The easier it is for product teams to access feature satisfaction, the more likely it is for them to take a second to look at the feature. Doing so will pause the conveyor belt and focus on making existing features impactful before moving on to the next roadmap items.
The missing evaluation step #
Over the past decade, tools for delivering features have matured tremendously. From kanban boards, to code reviews, to continuous integration and commit-to-deploy. As a product manager or engineer, it feels like you could walk into any modern tech company and start delivering features within a week given the standardized workflows of the past decade. This has been a massive boost in productivity.
However, those workflows all stop when we mark a feature as “done”. Sure, the feature is done technically but is now in the hands of the customers.
Establishing a final “evaluation” step is the missing step of the feature journey in today’s workflow. Like the rest of the delivery workflow, the evaluation step has to be consistent, which is what this framework aims to provide.
ProductOps symptom #
In recent years, a new role has emerged in the product world: ProductOps. There’s a bunch of different definitions for this role, but we think this definition by Marty Cagan makes the most sense.

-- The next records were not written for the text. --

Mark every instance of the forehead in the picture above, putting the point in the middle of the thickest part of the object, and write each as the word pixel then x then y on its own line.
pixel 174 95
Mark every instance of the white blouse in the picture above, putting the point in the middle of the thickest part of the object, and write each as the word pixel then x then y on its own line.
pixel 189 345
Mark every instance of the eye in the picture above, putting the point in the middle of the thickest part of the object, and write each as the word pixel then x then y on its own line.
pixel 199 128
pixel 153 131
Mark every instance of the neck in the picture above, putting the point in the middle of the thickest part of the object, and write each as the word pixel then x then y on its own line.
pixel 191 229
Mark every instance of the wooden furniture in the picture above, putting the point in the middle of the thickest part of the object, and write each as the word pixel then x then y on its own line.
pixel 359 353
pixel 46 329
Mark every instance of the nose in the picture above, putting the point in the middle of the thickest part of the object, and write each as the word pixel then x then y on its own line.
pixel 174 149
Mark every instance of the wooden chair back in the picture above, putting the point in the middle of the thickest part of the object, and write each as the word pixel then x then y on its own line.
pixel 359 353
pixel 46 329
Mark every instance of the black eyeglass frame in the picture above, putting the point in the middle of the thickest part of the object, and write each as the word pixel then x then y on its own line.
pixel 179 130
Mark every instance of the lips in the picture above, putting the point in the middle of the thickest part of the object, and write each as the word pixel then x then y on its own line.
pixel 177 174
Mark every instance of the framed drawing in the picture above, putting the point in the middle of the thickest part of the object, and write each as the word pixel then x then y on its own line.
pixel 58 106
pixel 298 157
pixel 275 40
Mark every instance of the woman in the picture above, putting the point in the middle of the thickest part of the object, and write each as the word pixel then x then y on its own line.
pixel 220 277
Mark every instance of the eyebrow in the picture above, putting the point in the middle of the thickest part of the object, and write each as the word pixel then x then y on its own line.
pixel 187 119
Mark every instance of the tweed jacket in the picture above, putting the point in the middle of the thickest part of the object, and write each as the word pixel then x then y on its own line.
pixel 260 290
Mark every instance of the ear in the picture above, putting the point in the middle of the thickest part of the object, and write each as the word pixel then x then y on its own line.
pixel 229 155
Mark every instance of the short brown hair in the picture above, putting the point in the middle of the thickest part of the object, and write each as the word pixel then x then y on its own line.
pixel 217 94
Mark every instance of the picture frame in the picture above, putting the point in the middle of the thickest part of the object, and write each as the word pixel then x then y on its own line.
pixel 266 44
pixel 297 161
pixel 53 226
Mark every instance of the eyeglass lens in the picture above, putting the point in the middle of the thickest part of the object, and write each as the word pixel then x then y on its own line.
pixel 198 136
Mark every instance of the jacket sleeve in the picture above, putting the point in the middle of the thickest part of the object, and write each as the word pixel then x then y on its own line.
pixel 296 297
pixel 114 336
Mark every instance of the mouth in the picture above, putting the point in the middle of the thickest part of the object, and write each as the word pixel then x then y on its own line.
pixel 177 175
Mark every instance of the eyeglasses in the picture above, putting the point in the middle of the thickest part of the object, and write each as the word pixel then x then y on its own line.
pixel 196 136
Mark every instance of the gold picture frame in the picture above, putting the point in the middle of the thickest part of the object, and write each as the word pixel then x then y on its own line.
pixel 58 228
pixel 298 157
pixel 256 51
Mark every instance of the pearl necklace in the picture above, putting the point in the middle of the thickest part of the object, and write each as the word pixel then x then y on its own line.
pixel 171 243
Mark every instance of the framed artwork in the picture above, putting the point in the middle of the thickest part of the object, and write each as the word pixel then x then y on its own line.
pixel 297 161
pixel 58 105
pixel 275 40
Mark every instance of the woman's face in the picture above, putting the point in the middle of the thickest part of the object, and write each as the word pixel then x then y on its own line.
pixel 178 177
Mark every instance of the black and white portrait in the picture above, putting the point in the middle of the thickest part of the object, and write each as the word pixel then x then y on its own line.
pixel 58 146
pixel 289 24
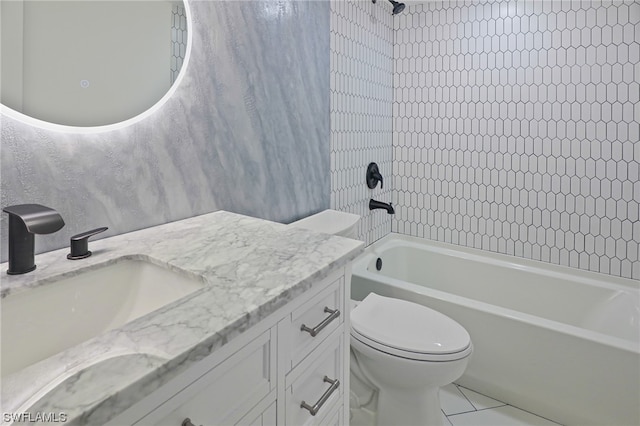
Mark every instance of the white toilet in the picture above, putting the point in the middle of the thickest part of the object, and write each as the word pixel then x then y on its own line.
pixel 405 350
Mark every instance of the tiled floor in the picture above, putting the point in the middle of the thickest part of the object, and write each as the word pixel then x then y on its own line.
pixel 464 407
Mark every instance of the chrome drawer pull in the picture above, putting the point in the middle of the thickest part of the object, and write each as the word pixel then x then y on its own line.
pixel 335 313
pixel 335 383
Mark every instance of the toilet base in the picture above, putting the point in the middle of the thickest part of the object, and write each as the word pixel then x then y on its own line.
pixel 408 407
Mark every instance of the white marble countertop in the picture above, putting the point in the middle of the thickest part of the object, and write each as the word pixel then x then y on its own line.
pixel 250 267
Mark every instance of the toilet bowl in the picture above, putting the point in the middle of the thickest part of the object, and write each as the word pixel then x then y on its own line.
pixel 408 352
pixel 405 351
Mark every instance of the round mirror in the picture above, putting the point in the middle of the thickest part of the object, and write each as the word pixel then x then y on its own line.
pixel 90 63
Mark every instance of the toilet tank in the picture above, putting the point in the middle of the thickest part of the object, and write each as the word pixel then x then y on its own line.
pixel 331 222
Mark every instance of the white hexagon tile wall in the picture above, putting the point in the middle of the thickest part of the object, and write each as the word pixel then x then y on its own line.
pixel 516 129
pixel 361 121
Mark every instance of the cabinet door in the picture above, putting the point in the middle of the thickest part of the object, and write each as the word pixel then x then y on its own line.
pixel 225 393
pixel 261 416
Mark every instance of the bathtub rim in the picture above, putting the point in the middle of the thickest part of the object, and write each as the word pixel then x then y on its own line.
pixel 360 269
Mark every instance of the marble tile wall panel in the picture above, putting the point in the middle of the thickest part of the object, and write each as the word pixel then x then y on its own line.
pixel 361 99
pixel 247 131
pixel 517 129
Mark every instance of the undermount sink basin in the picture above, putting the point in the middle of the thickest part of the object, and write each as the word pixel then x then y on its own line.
pixel 46 320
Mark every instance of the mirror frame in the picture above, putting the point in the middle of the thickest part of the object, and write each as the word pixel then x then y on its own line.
pixel 36 122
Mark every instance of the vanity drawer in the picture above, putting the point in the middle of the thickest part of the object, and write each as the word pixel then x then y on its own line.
pixel 316 319
pixel 226 392
pixel 317 382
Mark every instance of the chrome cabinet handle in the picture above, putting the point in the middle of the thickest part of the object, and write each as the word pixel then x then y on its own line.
pixel 335 313
pixel 335 383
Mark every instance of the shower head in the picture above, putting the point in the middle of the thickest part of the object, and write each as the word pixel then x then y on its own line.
pixel 397 7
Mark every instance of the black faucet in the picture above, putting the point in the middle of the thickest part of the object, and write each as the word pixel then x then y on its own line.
pixel 373 204
pixel 374 176
pixel 26 220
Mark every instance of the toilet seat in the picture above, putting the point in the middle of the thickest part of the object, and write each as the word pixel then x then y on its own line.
pixel 408 330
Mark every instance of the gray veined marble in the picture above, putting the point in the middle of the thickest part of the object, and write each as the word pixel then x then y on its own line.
pixel 250 267
pixel 246 131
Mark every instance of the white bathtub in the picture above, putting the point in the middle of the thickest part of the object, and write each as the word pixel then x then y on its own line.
pixel 560 342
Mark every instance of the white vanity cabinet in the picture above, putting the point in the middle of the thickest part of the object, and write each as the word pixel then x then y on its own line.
pixel 297 357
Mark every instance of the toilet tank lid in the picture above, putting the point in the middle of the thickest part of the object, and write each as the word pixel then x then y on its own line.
pixel 408 326
pixel 329 221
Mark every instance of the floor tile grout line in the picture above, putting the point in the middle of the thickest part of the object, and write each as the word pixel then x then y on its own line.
pixel 465 397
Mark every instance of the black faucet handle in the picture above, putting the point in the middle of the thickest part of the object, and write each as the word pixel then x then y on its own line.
pixel 79 244
pixel 374 176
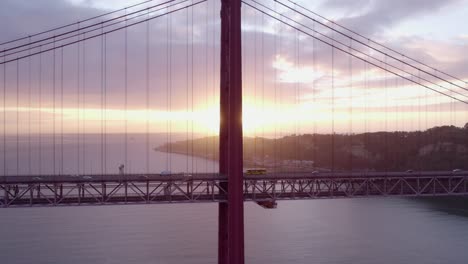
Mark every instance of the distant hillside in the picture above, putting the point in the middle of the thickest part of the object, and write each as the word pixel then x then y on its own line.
pixel 438 148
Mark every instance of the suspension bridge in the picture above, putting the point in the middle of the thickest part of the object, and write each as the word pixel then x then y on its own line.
pixel 86 105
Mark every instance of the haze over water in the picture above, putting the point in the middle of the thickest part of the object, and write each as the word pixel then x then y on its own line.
pixel 377 230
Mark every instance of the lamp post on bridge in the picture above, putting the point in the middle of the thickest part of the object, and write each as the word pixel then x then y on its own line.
pixel 231 214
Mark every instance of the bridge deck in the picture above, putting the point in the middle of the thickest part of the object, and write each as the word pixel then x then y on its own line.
pixel 59 190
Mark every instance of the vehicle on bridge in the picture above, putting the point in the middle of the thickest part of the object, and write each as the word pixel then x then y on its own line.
pixel 256 171
pixel 166 173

ProductOps is empowering product teams with:
- Qualitative insights
- Quantitative insights
- Tools and Best Practices
In other words, the role of the ProductOps person or team is to come up with a way to feed product teams with the customer feedback they need - qualitative and quantitative - to build better features and products.
While this makes sense on the surface, the implementation of how to do it is still a custom implementation choice per ProductOps team. In many ways, the fact that this role is emerging is a symptom of a historic lack in tooling and frameworks for evaluating features.
The STARS framework offers an approach to measure feature engagement (quantitative) and feature satisfaction (qualitative) for any feature.